I walked on and farther. I trod through galleried gardens and apertures framed by megaliths. I marched down stepped plazas and across gravelled piazzas. I trudged up ramps and eventually to a door guarded by painted priestesses with their shining labryses mounted on long poles bound with more bronze.

“My friend, a Perfected One, a dancer from this morning, she was hurt. Do you know where they took her? Is she… does she…. did Elder Brother make a lasting sacrifice of her?” I didn’t know how to ask if she was dead. I didn’t know what to ask to find out if she were still living.

One of the guards pointed me across the great hall opening on the far side of the cavernous foyer in which we stood. I walked into the hall and kept going. In the gloom illuminated only by narrow lengthwise windows far overhead, I caught glimpses of frescos on the shadowed walls. There an under sea vignette; there a bull dancer like myself somersaulting over Elder Brother; there a pair of winged griffins guarding a many-fruited tree. I paused at the dancer, looking for some echo of my own labor in the art depicted in fresh color and startling vitality.

A shuffling sound behind me caught my ears. I turned to find one of the Matroi bearing a covered ewer and several towels. She passed me without seeing me, or saying anything if she did see me.

I followed her. Conceivably, she might be headed to the infirmary or the mortuary with the things she carried. Only later did I consider how odd it was to traverse the great edifice of Phaistos meeting no one at all along the way.

Everyone attended the opening day of the Phaistaieon. The great liturgy could be celebrated only once every eight years. The dance of the Perfected Ones, the bronze bound doors and drums, the feather fletched lancets, all these were a gorgeous mystery reverently polished with observance the more profound for its rareness. The endless halls hung silent and shadowed in the long latening afternoon.

At last the priestess I followed brought me to an open garden which reminded me of all Mimi’s favorite places. A mixture of bright flowers, sun-warmed herbs and tree-shaded birds made it lively and restful at once. I drew a deep breath, standing at the line where shadow met light. I tried to bargain with the Daburinthoio Potniai, deep in my liver, against Bahar’s life or health or recovery.

“I will never dance again, and I will take up the work of the hospice if Bahar lives. I will put away the ribbons and the swords forever, if Bahar can walk without a limp. I will cease to dive for snails if Bahar becomes well and hail and follows her great passion.”

I muttered these and more under my breath in my milk tongue. Aramaic lay a short dialectical distance from the ancient tongue used at Tzor. I shut my eyes and stepped forward into the golden light of the walled garden there.
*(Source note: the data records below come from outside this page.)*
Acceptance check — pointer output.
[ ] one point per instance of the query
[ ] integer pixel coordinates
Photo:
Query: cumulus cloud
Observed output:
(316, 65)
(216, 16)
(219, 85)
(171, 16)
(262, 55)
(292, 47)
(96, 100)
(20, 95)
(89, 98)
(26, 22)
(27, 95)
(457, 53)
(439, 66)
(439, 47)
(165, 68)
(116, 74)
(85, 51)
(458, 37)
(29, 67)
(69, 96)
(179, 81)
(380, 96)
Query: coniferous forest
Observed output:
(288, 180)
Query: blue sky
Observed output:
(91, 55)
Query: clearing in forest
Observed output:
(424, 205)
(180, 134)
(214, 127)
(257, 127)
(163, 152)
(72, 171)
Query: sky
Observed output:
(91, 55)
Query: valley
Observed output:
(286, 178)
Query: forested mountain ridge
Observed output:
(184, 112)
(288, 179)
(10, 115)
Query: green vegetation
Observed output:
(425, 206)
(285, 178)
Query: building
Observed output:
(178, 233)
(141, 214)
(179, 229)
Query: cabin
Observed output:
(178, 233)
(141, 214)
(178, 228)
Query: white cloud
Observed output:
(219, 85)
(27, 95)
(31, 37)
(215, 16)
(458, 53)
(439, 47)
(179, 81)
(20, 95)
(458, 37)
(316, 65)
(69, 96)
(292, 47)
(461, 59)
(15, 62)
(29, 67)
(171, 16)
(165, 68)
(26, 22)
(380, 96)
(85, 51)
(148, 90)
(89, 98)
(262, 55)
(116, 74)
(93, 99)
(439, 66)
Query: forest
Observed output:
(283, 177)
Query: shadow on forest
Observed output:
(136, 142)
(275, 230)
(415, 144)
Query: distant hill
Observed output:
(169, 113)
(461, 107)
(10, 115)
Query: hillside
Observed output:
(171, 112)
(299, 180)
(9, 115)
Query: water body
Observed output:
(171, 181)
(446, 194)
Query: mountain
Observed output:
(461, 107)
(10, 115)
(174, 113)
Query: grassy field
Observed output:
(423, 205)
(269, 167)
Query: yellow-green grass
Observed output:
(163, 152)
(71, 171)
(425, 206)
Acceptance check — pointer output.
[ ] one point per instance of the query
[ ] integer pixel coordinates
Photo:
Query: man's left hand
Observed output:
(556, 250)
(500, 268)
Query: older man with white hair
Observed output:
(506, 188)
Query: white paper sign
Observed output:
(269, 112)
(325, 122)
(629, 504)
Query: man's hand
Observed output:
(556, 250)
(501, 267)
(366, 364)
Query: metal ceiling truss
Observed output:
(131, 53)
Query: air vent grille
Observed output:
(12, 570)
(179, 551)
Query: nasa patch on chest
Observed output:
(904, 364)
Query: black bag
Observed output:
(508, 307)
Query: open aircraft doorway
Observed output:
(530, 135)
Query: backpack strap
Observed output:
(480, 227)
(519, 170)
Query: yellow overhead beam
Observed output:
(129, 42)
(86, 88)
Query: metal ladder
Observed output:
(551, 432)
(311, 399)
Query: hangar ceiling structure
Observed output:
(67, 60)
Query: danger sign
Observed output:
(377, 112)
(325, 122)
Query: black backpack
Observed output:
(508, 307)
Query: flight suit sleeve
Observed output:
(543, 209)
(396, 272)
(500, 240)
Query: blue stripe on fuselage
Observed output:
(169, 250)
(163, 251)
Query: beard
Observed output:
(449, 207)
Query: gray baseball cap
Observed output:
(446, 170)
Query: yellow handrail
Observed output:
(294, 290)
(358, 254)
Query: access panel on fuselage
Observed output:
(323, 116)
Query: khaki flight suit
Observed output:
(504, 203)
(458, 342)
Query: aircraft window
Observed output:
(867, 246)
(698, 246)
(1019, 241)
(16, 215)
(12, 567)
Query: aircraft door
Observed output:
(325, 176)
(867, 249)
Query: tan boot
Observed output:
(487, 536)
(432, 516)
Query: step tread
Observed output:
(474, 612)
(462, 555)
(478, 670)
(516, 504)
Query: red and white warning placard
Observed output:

I stood and breathed the heat and the hush and the constant insect buzz of the moment. I needed to know how Bahar fared. I needed her to not be broken. I needed my friend to be safe, whole, and sound

 I prayed, already having bargained everything I could think of. I prayed to Our Lady Rolling, and the Daburinthoio Potniai, and Bahar’s patron Aredvi Sura Anahiti, and the foam-born Aphrodite, and even Asherah of the mountain groves-- secret patron of the Tribe of Asher. I asked them all for mercy. Only mercy.